北北立刻收回手,對她搖頭:“沒有,沒說什麽,媽咪,我帶著暮雪到其他地方走走啦。”
“嗯,好。”林蔓笑著目送兩個孩子離開。
“林蔓小姐,你倒是教子有方。”庭肆起身,麵朝她。
“是北北自己聰明。”
“你總是喜歡把功勞給別人,這反而讓我覺得,你更加迷人了。”
庭肆這話放在往常,林蔓聽聽就過去了。
但是今天。
她滿腦子都是祁寒臨落指,在她齒間劃過的畫麵。
她抬手摁了摁眉心,自嘲道:“抱歉庭肆醫生,我真的沒有暫時沒有這方麵打算,你能不能不要這樣誇我?我會比較煩惱。”

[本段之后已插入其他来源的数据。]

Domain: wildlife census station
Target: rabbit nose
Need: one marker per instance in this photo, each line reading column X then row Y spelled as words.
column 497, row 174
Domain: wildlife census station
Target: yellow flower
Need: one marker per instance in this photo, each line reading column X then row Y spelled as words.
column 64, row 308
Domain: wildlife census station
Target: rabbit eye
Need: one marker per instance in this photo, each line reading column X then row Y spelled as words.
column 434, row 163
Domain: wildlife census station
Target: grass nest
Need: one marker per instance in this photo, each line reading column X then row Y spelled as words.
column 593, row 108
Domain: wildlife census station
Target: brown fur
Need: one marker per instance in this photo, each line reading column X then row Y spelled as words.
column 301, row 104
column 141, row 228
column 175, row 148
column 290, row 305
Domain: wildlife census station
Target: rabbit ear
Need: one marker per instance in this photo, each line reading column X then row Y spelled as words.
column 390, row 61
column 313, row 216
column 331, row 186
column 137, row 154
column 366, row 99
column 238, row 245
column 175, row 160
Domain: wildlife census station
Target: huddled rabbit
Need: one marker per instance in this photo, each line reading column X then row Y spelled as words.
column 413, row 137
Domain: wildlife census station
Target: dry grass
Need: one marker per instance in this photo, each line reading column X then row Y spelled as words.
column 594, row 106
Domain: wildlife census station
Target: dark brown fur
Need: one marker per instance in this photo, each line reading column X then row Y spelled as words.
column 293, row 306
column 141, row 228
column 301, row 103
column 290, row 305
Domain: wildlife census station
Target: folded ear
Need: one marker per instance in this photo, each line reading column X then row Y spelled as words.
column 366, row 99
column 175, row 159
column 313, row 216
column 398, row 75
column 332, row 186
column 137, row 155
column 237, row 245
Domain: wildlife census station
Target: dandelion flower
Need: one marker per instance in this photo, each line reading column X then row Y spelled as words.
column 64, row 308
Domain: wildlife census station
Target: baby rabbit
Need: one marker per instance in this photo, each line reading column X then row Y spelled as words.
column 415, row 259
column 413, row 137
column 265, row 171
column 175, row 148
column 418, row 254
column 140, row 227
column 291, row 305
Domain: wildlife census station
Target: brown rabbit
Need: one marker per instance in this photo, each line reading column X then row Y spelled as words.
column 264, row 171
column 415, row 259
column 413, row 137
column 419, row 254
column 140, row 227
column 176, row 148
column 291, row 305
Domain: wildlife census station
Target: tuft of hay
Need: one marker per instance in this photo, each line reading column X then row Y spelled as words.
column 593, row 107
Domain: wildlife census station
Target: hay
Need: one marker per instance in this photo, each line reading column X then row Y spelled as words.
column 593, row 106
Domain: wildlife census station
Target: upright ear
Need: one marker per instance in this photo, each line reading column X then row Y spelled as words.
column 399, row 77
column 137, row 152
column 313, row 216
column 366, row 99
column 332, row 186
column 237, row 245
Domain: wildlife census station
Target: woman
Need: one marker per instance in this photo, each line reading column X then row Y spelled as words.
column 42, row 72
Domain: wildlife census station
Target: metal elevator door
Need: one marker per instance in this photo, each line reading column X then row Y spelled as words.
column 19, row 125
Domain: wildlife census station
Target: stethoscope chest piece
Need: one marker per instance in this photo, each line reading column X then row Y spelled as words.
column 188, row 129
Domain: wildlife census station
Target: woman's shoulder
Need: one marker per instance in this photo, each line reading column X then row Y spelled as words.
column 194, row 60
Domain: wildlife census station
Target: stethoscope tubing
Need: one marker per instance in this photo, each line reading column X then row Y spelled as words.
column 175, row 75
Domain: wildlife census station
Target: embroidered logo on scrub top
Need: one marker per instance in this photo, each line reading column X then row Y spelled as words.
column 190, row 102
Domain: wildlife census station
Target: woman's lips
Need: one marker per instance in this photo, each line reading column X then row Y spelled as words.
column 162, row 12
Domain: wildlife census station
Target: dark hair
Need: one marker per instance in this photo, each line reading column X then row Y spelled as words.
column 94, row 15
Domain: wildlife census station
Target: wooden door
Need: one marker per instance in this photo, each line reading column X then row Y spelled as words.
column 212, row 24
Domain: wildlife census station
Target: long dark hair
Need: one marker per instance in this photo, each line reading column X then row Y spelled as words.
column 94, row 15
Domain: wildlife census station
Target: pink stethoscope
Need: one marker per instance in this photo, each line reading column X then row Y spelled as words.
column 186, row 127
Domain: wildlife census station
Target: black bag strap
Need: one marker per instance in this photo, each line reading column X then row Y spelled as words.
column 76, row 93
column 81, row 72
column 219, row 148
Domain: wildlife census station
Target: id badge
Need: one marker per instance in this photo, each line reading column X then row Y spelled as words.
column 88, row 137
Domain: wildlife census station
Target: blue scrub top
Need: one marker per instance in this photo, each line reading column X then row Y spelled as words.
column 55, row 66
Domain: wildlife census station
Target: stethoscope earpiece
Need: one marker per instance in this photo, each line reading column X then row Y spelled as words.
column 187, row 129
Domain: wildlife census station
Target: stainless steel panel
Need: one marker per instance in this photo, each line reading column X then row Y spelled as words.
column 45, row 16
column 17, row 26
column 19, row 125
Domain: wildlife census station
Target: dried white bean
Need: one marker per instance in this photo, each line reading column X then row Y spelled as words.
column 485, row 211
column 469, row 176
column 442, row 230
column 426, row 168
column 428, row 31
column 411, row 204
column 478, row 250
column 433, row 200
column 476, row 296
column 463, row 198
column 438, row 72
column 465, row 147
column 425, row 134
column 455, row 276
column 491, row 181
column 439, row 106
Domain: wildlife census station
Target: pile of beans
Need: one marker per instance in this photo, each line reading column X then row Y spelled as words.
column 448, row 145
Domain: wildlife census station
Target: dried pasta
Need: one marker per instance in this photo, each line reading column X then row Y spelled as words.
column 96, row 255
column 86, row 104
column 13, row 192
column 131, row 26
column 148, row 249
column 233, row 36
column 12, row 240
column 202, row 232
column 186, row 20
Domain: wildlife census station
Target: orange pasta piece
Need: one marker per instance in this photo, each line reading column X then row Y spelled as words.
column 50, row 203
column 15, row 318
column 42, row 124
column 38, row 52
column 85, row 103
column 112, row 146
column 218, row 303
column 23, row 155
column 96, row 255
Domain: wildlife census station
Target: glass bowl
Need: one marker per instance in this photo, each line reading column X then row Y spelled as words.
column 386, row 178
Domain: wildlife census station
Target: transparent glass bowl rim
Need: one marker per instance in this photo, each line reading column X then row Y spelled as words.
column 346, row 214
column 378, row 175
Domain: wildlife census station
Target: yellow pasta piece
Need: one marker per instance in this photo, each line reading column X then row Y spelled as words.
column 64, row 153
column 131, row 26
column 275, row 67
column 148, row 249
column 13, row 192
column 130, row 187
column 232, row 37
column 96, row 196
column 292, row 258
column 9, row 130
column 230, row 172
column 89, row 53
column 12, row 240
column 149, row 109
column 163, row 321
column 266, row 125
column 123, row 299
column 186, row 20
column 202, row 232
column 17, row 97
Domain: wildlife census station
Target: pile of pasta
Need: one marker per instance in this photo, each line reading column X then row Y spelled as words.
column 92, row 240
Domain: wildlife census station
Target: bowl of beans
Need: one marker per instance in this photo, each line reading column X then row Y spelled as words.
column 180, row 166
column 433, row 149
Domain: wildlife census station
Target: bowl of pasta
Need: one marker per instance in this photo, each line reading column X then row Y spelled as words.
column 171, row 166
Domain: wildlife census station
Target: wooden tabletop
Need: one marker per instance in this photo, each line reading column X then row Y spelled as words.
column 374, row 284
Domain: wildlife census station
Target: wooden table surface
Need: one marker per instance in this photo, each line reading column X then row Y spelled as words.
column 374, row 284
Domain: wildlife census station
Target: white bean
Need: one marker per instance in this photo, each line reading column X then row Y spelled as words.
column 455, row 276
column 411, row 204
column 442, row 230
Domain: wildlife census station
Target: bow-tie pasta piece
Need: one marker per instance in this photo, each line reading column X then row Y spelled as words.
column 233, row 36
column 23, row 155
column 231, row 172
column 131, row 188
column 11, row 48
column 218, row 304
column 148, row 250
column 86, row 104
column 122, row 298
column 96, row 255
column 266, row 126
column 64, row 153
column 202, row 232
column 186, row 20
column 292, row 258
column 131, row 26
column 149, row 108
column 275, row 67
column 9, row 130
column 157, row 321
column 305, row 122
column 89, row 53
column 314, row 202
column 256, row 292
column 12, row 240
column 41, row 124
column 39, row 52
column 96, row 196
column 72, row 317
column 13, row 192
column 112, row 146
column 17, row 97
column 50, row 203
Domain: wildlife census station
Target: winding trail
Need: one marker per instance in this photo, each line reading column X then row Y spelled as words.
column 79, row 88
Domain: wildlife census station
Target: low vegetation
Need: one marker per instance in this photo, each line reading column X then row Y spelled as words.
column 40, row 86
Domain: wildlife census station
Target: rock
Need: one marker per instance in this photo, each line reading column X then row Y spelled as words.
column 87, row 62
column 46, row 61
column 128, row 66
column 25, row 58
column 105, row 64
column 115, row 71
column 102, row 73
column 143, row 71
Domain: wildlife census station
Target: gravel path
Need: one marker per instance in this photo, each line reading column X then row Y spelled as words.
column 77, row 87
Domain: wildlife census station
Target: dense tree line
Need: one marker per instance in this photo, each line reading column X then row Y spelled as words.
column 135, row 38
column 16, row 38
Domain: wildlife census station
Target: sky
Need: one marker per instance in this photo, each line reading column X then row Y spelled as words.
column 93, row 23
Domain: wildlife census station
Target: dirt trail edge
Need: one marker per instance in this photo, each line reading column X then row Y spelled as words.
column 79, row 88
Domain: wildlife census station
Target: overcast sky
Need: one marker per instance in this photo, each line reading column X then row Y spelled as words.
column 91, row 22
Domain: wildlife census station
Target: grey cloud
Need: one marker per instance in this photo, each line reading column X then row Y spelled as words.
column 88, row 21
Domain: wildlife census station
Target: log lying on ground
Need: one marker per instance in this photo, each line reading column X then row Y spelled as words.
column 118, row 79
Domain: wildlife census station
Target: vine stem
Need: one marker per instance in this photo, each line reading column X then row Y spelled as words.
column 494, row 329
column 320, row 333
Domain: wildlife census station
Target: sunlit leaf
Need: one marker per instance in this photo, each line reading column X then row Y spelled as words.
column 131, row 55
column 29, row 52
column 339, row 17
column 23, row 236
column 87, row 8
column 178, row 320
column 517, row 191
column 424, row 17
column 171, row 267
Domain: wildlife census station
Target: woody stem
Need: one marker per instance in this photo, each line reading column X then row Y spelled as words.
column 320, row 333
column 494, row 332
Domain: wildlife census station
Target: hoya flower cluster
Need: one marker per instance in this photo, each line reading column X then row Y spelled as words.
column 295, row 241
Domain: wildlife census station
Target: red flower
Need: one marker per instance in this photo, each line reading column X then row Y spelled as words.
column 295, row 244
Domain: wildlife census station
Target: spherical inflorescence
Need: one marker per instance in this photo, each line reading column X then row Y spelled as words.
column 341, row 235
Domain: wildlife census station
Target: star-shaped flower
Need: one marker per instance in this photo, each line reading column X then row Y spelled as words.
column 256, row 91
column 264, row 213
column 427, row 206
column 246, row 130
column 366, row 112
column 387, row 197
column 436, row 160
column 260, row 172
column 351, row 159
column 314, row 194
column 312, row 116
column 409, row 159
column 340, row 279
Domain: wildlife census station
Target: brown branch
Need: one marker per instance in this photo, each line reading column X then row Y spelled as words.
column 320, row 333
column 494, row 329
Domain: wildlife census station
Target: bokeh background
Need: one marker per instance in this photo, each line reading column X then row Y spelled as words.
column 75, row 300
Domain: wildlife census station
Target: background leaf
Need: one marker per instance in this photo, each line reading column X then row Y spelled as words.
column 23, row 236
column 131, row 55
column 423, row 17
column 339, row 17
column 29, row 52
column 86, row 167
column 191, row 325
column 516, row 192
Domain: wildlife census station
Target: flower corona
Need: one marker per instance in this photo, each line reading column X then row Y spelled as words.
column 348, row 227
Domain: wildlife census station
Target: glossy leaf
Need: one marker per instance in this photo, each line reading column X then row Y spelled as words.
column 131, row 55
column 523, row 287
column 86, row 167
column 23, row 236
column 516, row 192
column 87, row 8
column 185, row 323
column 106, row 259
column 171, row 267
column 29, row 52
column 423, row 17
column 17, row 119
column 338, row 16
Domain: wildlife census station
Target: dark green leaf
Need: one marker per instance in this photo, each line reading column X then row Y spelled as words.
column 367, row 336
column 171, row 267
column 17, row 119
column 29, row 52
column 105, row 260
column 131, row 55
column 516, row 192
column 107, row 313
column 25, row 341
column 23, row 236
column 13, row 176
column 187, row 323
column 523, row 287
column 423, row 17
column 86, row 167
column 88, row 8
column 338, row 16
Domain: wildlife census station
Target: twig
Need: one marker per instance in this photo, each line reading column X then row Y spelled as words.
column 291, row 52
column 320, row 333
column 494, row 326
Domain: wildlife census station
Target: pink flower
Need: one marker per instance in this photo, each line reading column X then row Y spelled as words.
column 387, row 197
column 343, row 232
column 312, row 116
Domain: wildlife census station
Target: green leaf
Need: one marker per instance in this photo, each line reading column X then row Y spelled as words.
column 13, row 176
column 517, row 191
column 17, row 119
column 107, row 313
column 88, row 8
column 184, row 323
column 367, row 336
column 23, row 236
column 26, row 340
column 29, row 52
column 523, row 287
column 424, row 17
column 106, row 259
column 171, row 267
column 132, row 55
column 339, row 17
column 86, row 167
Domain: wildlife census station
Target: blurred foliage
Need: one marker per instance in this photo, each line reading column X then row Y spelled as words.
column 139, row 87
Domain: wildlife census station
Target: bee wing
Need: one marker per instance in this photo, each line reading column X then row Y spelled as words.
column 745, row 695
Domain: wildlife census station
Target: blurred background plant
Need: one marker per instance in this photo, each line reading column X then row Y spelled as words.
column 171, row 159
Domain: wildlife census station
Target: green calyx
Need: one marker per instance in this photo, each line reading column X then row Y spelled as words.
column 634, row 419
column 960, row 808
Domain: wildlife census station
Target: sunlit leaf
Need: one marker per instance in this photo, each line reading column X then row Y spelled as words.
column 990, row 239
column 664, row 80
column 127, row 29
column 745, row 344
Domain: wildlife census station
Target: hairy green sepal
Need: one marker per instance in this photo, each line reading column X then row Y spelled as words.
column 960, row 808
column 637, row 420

“好。”庭肆很爽快,但語調更加溫柔,“我可以把真話稍微削減一部分,例如,把迷人換成好看。”
“謝謝。”
“我們不說這些,說說你的姨媽林知書吧。”
“嗯?她怎麽了嗎?”林蔓狐疑。
庭肆怎麽會突然提到林知書呢?
祁寒臨回來時,正好看到林蔓一臉認真地看著庭肆,兩人似乎在說一些很私人的話題,距離很近,一副背著人的模樣。
他眸色漸深,抬步朝兩人走去。
林蔓正聽庭肆說到,祁寒臨將地皮掛到交易所,被林知書強行下架,突然感覺,自己的後脖子涼了涼。
抬頭一看。
說曹操曹操到。
“祁爺。”林蔓畢恭畢敬地喚他。
“嗯。”
他應地漫不經心,但眼神非常冷漠,看起來有點像是……生氣?
林蔓試探性地解釋道:“庭肆醫生在跟我說,林知書的事。”
祁寒臨麵色看起來好了些,不像之前那麽冷漠了。
林蔓鬆了口氣。
“祁爺。”庭肆開口,“我想一會你去交易所,你去交易所可以帶上我和林蔓一起。”
“你不必去。”
“我是去辦一些私事,你把我放那就行。”庭肆笑笑。